Despite the noise in the press, he nevertheless diverted US troops from the Syrian-Turkish border, allowing Erdogan to create his own “security zone” there. And then Trump helped Erdogan to “protect” the Syrian province of Idlib from the Syrian troops, but now he is helping the Turkish intervention in Libya.
ISTANBUL – Ten months ago, the relationship between President Trump and his Turkish counterpart Erdogan was in the worst condition that could be mentioned. The sudden degradation seemed about to reach the level of armed clashes between US and Turkish troops on the Syrian-Turkish border — such were Erdogan’s threats. But Trump, for his part, threatened to destroy the Turkish economy.
But today, when the coronavirus threatens both of them with an economic recession and forces their opponents to unite, these two men have come under strong domestic political pressure. Not having especially many friends outside the borders of their countries, they may right now suddenly feel the mutual need for a friendly shoulder. This week, according to Turkish reports, Trump and Erdogan even exchanged a couple of jokes during a telephone conversation.
“To be honest, after our conversation tonight, a new era may begin in relations between the US and Turkey,” Erdogan said during a television interview on Monday.
The relationship between the two leaders often threw it into heat, then into cold. But now their stars, at least, maybe temporarily, have converged. The interests of the United States and Turkey agreed on several important issues – the very ones that Washington and Ankara have quarreled over in recent years.
Here the fact also helps that, despite the difference in their interests, the two men like each other and understand each other’s motives. Both have a pronounced tendency to pursue a policy of “strong leaders”, and they have involved their family members in some mutually beneficial business deals.

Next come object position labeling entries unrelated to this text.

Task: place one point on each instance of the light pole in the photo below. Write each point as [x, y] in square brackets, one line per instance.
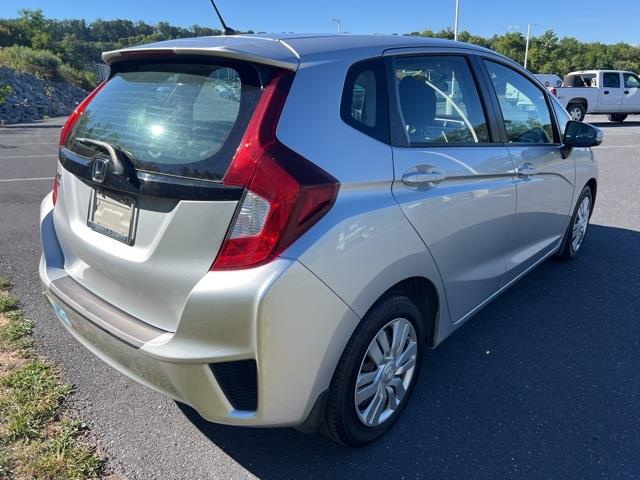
[526, 48]
[457, 20]
[337, 20]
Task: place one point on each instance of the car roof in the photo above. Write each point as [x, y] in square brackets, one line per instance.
[288, 50]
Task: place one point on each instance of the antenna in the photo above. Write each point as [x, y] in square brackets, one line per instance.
[225, 30]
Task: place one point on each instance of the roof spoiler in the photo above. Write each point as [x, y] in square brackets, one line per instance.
[248, 52]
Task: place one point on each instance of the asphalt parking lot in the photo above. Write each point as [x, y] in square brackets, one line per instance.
[543, 383]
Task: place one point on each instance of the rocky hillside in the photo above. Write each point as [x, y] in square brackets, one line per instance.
[33, 99]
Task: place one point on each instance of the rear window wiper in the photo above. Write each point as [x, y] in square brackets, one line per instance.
[118, 156]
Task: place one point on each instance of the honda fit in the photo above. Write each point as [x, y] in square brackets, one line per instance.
[273, 230]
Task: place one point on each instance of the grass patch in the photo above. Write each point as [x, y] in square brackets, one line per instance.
[37, 439]
[8, 303]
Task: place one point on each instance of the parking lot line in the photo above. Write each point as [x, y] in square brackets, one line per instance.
[618, 146]
[6, 180]
[30, 156]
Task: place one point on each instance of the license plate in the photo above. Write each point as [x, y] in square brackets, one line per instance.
[113, 215]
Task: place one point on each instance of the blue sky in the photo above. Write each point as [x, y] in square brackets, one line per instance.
[589, 20]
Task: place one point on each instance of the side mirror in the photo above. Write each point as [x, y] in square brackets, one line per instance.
[580, 135]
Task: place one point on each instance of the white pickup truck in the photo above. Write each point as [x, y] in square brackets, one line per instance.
[601, 92]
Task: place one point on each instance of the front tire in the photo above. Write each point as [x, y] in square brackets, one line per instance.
[617, 117]
[577, 111]
[376, 373]
[577, 231]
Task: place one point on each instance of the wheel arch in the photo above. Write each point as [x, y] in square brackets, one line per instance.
[593, 185]
[424, 294]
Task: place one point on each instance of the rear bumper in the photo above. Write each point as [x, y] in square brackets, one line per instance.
[290, 325]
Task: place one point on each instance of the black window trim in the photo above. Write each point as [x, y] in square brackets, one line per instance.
[398, 134]
[632, 75]
[620, 79]
[380, 131]
[557, 138]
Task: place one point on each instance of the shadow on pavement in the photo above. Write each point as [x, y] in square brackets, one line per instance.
[543, 383]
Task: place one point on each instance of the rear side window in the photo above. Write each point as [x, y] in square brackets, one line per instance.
[183, 119]
[526, 115]
[364, 99]
[439, 101]
[611, 80]
[631, 80]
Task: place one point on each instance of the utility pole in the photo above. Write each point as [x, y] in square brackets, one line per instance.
[526, 49]
[337, 20]
[455, 25]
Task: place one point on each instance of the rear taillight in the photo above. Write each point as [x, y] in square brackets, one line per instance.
[73, 118]
[56, 186]
[285, 194]
[66, 130]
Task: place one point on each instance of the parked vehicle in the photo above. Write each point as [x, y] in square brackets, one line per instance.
[285, 256]
[548, 80]
[600, 92]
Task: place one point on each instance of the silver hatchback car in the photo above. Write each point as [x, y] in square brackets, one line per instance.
[272, 230]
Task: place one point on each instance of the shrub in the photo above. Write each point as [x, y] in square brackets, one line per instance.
[40, 63]
[5, 91]
[80, 78]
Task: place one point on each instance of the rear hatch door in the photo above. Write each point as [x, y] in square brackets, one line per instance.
[142, 210]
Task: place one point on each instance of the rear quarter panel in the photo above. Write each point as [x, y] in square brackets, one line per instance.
[364, 245]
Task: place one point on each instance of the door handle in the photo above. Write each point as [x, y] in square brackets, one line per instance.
[526, 170]
[422, 175]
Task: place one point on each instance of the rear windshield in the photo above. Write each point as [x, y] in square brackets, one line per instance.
[183, 119]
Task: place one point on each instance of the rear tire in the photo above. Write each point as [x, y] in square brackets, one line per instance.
[384, 386]
[577, 111]
[617, 117]
[577, 231]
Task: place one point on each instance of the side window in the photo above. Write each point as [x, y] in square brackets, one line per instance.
[364, 99]
[631, 80]
[439, 101]
[561, 114]
[527, 118]
[611, 80]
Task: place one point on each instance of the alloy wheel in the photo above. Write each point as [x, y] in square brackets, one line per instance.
[386, 372]
[580, 224]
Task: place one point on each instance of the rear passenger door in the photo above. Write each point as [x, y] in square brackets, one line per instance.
[631, 99]
[610, 93]
[453, 180]
[544, 179]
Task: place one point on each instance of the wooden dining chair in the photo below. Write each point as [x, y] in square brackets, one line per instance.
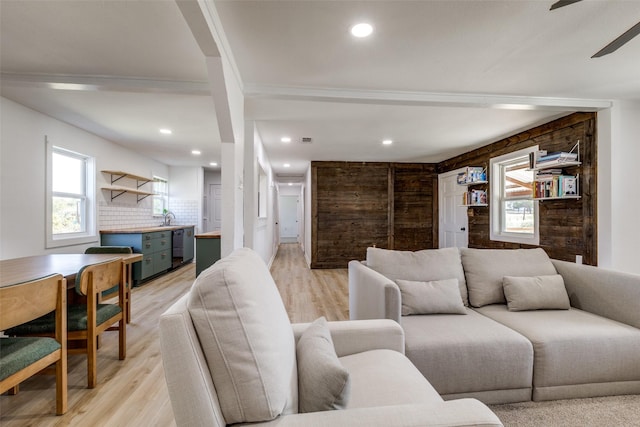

In recent months, Mr. Trump did not interfere with Turkish interventions in Syria and Libya, and even helped them. He thanked Turkey for letting an evangelical pastor from the United States arrested on its territory be released, although diplomats accused Turkey of taking a political hostage in connection with this pastoral story. Erdogan should also like the fact that the FBI opened a preliminary investigation into the main antipode of Mr. Erdogan – the Islamic preacher Fethullah Gulen. Erdogan accuses this man of organizing a failed coup in 2016. Gulen allegedly directed him from his voluntary exile in Pennsylvania.
Equally important is the fact that Trump avoided imposing sanctions on Turkey for the acquisition of Russian S-400 missiles. Meanwhile, such sanctions would deter Turkey from drifting further from the West. So says Asli Aydintashbash, a senior fellow at the European Council on Foreign Affairs.
“It was he who saved Turkish-American relations,” the expert said about Trump. “If not for this strange Trump factor, we would have encountered the Russo-Turkish axis.”
Libya seems to be the most recent issue on which the two presidents reached an agreement. Mr. Trump essentially gave the green light to Erdogan’s military intervention in Libya. And this intervention fundamentally changed the essence of the conflict in Libya.
“During our telephone conversation, we came to some agreements,” Mr. Erdogan said this week about his conversation with Trump on the Libyan topic, without specifying, however, what kind of agreements they were.
President Trump showed a very weak interest in Libya, and also signaled his rather unstable position on the question of what should be the outcome of the war in Libya.
Formally, the Trump administration supports the UN-recognized Faiz Sarraj government. But Mr. Trump nevertheless had a telephone conversation with Libyan field commander Khalifa Haftar, a former CIA agent who launched an attack on Tripoli last year with the support of Russia, Egypt and the United Arab Emirates (UAE).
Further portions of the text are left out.